Pneumocystis jiroveci pneumonia (PJP) is a serious opportunistic infection that occurs mostly in patients with immunodeficiency and long-term immunosuppressive therapy. In non-human immunodeficiency virus-infected patients, the most important risk factor for PJP is the use of glucocorticoids in combination with other immunosuppressive treatments. The management of glucocorticoids during the perioperative period in patients with dermatomyositis requires special care.

CASE SUMMARY

We report a case of PJP in the perioperative period. A 61-year-old woman with a history of anti-melanoma differentiation-associated gene 5 (MDA5)-positive dermatomyositis and interstitial pneumonia was administered with long-term oral methylprednisolone and cyclosporine. The patient underwent right total hip arthroplasty in the orthopaedic department for bilateral osteonecrosis of the femoral head. She was given intravenous drip hydrocortisone before anesthesia and on the first day after surgery and resumed oral methylprednisolone on the second postoperative day. On the fifth day after surgery, the patient suddenly developed dyspnea. The computed tomography scan showed diffuse grid shadows and ground glass shadows in both lungs. Polymerase chain reaction testing of bronchoalveolar lavage fluid was positive for Pneumocystis jiroveci.
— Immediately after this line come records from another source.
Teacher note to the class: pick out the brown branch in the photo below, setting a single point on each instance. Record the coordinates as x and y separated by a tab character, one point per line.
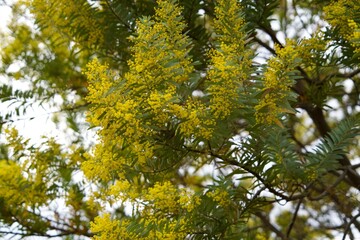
267	224
294	218
352	220
347	75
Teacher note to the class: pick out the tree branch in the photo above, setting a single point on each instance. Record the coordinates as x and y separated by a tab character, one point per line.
294	218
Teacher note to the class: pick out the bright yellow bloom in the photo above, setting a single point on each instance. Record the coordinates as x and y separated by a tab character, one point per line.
277	83
230	61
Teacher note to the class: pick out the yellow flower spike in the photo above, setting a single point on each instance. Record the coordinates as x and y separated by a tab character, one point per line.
277	84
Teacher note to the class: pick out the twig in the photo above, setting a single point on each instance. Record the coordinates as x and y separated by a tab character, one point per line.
294	218
352	220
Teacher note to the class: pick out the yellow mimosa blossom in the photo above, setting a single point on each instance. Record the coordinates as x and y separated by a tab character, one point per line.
230	61
277	83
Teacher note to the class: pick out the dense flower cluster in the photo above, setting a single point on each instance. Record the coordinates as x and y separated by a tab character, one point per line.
277	82
230	61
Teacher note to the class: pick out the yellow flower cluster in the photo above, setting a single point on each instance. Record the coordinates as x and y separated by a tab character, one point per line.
161	205
230	61
106	228
311	50
355	36
132	109
221	196
66	18
277	83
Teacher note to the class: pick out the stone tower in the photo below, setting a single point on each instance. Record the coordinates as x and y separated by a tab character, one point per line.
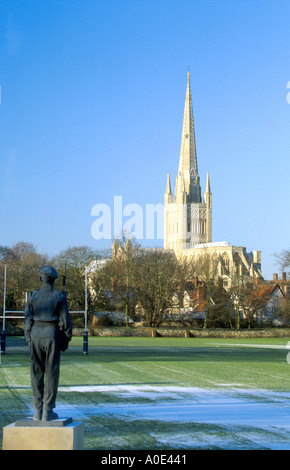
187	218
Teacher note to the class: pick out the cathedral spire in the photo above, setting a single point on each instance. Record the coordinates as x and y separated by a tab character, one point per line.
188	160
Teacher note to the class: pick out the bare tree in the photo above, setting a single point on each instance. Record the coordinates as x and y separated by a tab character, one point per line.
155	281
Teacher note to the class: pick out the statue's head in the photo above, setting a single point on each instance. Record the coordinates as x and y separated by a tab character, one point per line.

The patient was eventually diagnosed with PJP and was administered with oral trimethoprim-sulfamethoxazole. At the 6-mo review, there was no recurrence or progression.

CONCLUSION

Continued perioperative glucocorticoid use in patients with anti-MDA5-positive dermatomyositis may increase the risk of PJP.

Keywords: Pneumocystis jiroveci pneumonia; Glucocorticoids; Perioperative period; Dermatomyositis; Hypothalamic-pituitary-adrenal axis; Case report

Core Tip: In non-human immunodeficiency virus infected patients, the most important risk factor for Pneumocystis jiroveci pneumonia (PJP) is the use of glucocorticoids in combination with other immunosuppressive therapies. For patients with PJP risk factors, pneumonia, and suggestive radiographic findings, the possibility of PJP should be considered. Balancing the benefits and risks of glucocorticoids in the treatment of autoimmune diseases in the perioperative period remains a difficult question. The use of glucocorticoids should be determined based on the possibility of hypothalamic-pituitary-adrenal axis inhibition and the degree of surgical stress.